Acknowledgements

To Jean Sulivan, who died too soon.

I swear the earth shall surely be complete to him or her who shall be complete,

The earth remains jagged and broken only to him or her who remains jagged and broken.

I swear there is no greatness or power that does not emulate those of the earth,

There can be no theory of any account unless it corroborate the theory of the earth,

No politics, song, religion, behavior, or what not, is of account, unless it compare with the amplitude of the earth, Unless it face the exactness, vitality, impartiality, rectitude of the earth.

—Walt Whitman, Leaves of Grass, “Song of the Rolling Earth”

Man does not live on bread alone—provided that he has some.

—Alain Saury

None of our books will perish; we will restore our broken statues; from domes and pediments other domes and pediments will be born; some men will think and work and feel as we do; I dare to count on his followers, placed irregularly throughout the centuries, on this intermittent immortality.

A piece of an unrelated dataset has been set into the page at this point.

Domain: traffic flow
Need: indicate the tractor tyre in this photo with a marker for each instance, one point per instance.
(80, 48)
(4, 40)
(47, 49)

I will say here that Hadrian was luckier than us. He was not facing, as we are now, a world in which we are perhaps the last ones capable of fighting against, with such scant possibilities of success, this “immense mass of evil-doings and errors” threatening, no longer only civilization, as anticipated, but life on earth itself. He could at best glimpse the end the of Greco-Roman world, then still far away; he could not foresee what we witness on a daily basis, the poisoning of our air and rivers, the death of the oceans, the extinction of animal species, the endemic torture and genocide, the degradation of the ideal of humanitas that he made his own. It is more difficult for us to continue to work courageously and it is nearly impossible to continue to believe, even in a partial and mitigated way as he did, in the wisdom of man.

—Marguerite Yourcenar, Interviews…, Mercure de France

I name as universal heir, the world’s youth.

The worst thing that can happen is that you are of no use to anyone, that your life serves no purpose. Enrich yourselves, you, on the happiness of others. If something is missing from your life, it is because you have not looked high enough. And then, believe in kindness—in humble, sublime kindness. The treasure I leave you is the good I did not do, but I wanted to do, which you shall do now that I’m gone.

—Raoul Follereau

The 21st century will be religious or it will not.